Apartment renters and owners are expected to face financial hurdles in the years ahead in Southern California, according to a new report.
The outlook comes as the national multifamily market is contending with high interest rates that have curtailed new projects.
Rent increases are expected across Southern California from Ventura to San Diego counties over the next two years while high interest rates threaten apartment owners and developers who need financing, according to the University of Southern California's annual multifamily forecast.
Apartment construction has fallen 11.3% year over year around the United States in response to higher interest rates, according to CoStar data. Construction is critical in housing-constrained markets such as Southern California as adding supply is the only reliable way to ease rent costs, Moussa Diop, a USC associate professor of real estate, said in a statement.

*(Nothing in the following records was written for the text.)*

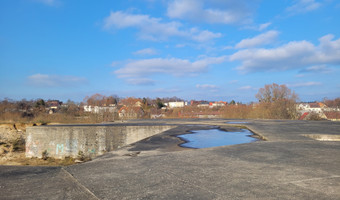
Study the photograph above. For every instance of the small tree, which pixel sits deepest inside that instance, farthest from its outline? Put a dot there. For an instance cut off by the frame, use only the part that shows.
(277, 100)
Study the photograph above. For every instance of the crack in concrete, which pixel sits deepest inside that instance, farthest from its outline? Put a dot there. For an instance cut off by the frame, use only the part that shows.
(192, 185)
(79, 184)
(313, 179)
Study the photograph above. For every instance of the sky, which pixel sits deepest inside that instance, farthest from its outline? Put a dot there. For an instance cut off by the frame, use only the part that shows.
(193, 49)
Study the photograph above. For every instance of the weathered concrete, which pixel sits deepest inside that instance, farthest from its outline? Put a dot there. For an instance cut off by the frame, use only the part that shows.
(287, 166)
(89, 140)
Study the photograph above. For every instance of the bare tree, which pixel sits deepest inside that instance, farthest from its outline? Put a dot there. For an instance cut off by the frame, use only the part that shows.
(277, 100)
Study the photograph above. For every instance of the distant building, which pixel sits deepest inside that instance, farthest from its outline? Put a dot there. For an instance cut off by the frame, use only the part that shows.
(130, 112)
(179, 104)
(100, 109)
(332, 115)
(218, 104)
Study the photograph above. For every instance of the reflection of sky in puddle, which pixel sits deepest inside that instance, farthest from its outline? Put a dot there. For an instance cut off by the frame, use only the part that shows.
(215, 138)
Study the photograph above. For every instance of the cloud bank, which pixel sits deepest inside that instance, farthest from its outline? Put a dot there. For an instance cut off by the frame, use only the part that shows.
(45, 80)
(293, 55)
(155, 29)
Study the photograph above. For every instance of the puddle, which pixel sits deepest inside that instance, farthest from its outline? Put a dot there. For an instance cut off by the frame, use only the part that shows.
(215, 137)
(237, 122)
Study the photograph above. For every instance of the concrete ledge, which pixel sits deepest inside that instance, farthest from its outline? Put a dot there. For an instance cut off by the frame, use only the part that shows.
(323, 137)
(89, 140)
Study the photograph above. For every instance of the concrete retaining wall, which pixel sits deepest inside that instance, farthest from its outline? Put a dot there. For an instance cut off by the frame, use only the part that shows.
(63, 141)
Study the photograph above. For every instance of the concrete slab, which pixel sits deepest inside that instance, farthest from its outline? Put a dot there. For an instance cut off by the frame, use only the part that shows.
(287, 166)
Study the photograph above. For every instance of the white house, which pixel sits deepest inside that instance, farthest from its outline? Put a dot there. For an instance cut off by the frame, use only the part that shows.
(179, 104)
(99, 109)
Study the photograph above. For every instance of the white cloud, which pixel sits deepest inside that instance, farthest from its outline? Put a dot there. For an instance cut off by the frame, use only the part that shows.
(264, 26)
(154, 29)
(206, 86)
(260, 27)
(306, 84)
(316, 69)
(303, 6)
(45, 80)
(211, 11)
(140, 81)
(262, 39)
(294, 55)
(144, 52)
(171, 66)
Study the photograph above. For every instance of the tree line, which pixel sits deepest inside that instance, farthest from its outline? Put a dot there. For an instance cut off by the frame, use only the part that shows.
(274, 102)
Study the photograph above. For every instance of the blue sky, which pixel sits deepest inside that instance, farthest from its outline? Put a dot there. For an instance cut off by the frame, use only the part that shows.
(192, 49)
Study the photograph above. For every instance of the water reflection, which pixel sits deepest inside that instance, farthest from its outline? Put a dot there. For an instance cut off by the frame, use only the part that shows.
(215, 137)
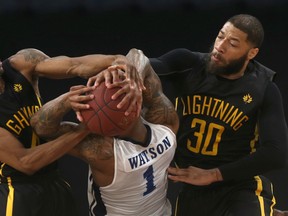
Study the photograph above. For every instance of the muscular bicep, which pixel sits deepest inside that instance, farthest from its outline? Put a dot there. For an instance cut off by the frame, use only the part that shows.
(26, 61)
(158, 109)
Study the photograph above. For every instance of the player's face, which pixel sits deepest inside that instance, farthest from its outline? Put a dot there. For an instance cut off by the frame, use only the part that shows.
(230, 53)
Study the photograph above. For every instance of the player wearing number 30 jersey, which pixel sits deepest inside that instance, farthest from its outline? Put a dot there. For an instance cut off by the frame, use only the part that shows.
(234, 125)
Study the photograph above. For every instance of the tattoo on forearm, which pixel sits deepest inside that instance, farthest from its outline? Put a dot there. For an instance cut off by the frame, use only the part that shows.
(31, 55)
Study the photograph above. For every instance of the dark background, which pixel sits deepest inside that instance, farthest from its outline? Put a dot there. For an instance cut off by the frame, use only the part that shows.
(81, 27)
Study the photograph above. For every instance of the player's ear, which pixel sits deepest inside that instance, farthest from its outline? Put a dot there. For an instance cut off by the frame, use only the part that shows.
(252, 53)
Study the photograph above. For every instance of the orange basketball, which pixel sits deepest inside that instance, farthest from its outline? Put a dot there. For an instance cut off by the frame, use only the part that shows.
(103, 117)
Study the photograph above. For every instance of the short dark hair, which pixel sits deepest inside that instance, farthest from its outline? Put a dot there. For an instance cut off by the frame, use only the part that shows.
(251, 26)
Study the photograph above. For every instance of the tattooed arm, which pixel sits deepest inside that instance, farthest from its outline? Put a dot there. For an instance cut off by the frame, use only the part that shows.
(33, 63)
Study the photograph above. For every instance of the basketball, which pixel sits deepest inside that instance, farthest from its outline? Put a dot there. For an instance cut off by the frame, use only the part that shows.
(103, 117)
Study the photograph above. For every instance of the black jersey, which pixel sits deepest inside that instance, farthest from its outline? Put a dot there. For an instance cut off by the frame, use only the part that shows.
(219, 117)
(18, 103)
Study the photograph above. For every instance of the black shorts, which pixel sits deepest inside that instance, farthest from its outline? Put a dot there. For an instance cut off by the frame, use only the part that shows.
(250, 197)
(47, 196)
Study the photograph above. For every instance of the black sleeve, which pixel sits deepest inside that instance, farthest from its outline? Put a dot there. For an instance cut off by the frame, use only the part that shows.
(272, 152)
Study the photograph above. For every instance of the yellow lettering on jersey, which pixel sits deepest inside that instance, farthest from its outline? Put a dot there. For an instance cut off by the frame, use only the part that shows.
(212, 107)
(21, 118)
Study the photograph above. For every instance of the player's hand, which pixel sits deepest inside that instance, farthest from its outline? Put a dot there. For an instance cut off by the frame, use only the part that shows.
(195, 176)
(78, 97)
(131, 74)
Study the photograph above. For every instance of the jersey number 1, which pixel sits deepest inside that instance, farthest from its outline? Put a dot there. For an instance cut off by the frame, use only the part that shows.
(148, 175)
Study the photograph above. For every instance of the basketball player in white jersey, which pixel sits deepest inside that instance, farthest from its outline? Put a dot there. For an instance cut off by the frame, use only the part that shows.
(130, 169)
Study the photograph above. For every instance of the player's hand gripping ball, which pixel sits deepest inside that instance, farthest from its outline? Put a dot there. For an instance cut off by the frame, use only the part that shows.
(103, 117)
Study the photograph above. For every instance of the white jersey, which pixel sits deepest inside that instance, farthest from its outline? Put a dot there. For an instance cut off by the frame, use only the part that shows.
(139, 187)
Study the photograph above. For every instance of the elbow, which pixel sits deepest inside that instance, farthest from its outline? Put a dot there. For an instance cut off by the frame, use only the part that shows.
(27, 167)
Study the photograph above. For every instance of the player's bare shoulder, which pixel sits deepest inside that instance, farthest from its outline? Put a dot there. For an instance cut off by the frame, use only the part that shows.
(94, 148)
(158, 109)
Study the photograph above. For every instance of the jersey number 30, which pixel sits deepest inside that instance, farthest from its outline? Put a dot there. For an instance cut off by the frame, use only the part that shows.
(207, 137)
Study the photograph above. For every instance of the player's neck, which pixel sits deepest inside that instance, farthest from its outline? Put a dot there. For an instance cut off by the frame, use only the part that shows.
(138, 133)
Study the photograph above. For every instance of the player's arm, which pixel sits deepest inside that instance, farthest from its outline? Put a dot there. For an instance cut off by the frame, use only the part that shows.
(157, 108)
(33, 62)
(272, 153)
(30, 160)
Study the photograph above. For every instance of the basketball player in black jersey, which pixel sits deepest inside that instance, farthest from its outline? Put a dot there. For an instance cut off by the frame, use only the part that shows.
(232, 123)
(29, 182)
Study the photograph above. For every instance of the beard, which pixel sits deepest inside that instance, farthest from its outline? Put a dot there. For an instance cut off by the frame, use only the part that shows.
(231, 67)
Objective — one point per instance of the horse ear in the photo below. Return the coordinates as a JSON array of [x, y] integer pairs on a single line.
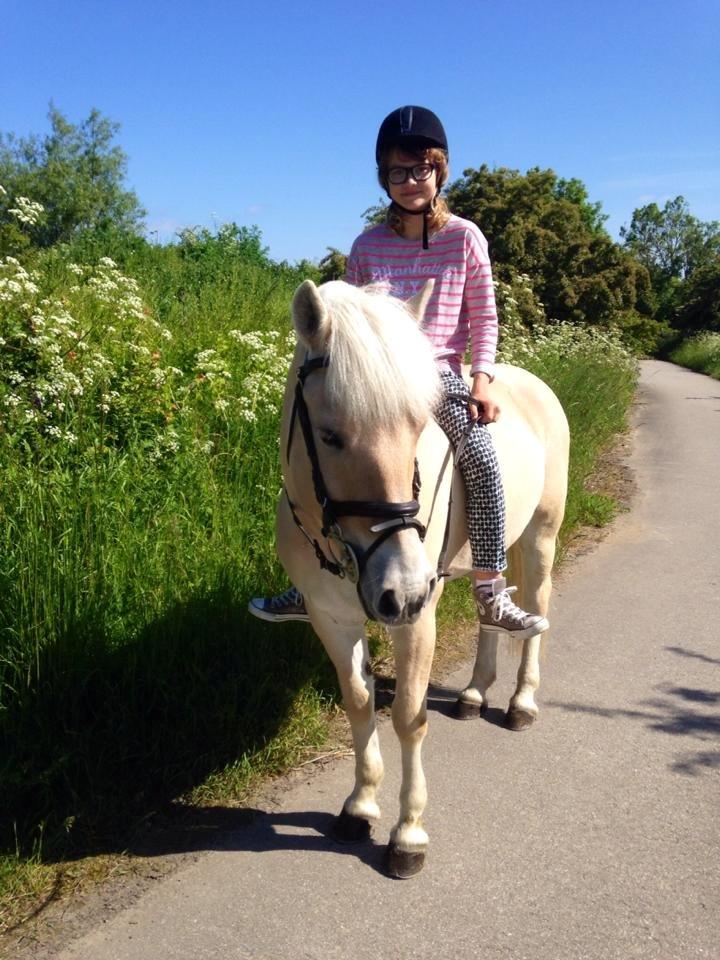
[[310, 316], [417, 304]]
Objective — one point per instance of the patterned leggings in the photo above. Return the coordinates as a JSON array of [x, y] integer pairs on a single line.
[[481, 473]]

"It’s near impossible to significantly add housing if builders can’t finance projects or they have properties nearing default," Diop said in the statement. "It may be a lose-lose situation for renters and landlords.”
Multifamily developers in Southern California may struggle to keep apartment construction projects going if they aren't able to lock in favorable financing, Diop said in the statement. Property foreclosures also may rise if interest rates stay high, Diop said.
In response, new apartment supply is expected to dip in Southern California, resulting in falling vacancy and higher rents.
That trend may be felt nationally, too, with apartment unit completions falling through 2026 before rebounding in 2027, according to CoStar data. Across the country, apartment construction starts peaked at a 10-year high in 2022 before falling to 76,109 starts in the third quarter, the lowest quarterly figure since 2012.
Renters in high-cost cities may be forced to leave in response to rising interest rates — a trend that has already happened in parts of Southern California, according to the USC study. Los Angeles County lost a net 146,500 residents as of 2021, the report said.
Rising rents are "how we lose even more residents to nearby states," Diop said in the statement. "Renters in Southern California can’t afford a dip in production.”